Professor Martin-Sanchez is a man of great faculties: in possession of two PhDs, and having been based not only in Spain and now Australia, he has also carried out research at the prestigious Emory University Hospital in the US.

The Centre for Health and Biomedical Informatics will be an important pillar in postgraduate studies, as it will offer education courses for health practitioners and researchers on the benefits of approaching the field with a strong background in information systems, and it will work to attract information technologists to work in this field. In fact, Professor Martin-Sanchez’s Unit will be offering a new postgraduate subject in eHealth and Biomedical Informatics Systems later in 2011.

Professor Martin-Sanchez also supports the idea to offer a major in informatics to undergraduate students completing a Bachelor of Bio-Medicine.

“Students studying Medicine and other areas of health care are often drawn to this career path as its very foundation is about helping people and curing disease. This idealism also rests at the Centre of Health and Biomedical Informatics, where the potential to help solve health issues will have a global scope.”

Rather than focusing on the microcosm of the microscope, biomedical informaticians can broaden students’ gazes to global phenomena and epidemics, and chart new understandings of the macrocosm of health.

Using informatics tools in hospitals has been shown to reduce the number of medical errors, and can also help to minimise some of the costs associated with the health system, to have important outcomes for the quality of patient care, improve access to care and trigger innovation

Contemplating his new context and project, Professor Martin-Sanchez reflects on the differences in academic cultures: “In Spain and other European countries, the areas of knowledge are more clearly separated. If you’re a biologist, you’re a biologist; if you’re a chemist then that’s what you’re limited to.
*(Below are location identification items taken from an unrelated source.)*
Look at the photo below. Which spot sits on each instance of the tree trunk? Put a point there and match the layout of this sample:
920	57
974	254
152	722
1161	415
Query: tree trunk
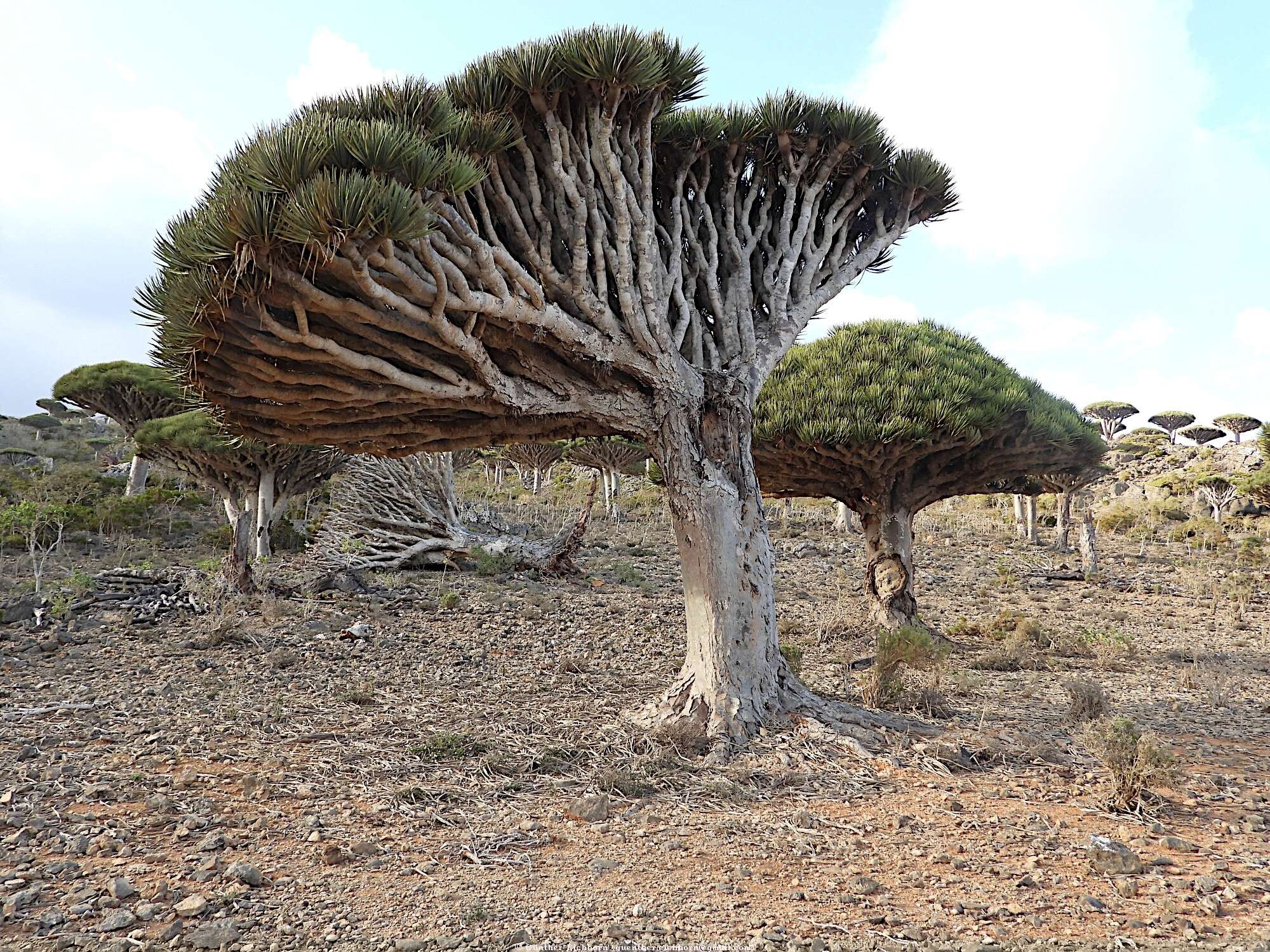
845	520
615	507
238	563
138	473
1089	546
265	515
1064	526
890	569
“Here, however, the system is much more flexible. Students at the University of Melbourne, for example, have an opportunity to be exposed to as many different things as possible and then from that breadth, can decide what they’d like to specialise in later.

“This kind of multi-disciplinary approach makes it easier for the University to implement a new approach to health care and biomedical research and create a really strong foundation for health informatics.”

Complementary to the structure and ethos of the University of Melbourne, the Centre for Health and Biomedical Informatics will allow for breadth and depth to co-exist in the field of medicine and health sciences.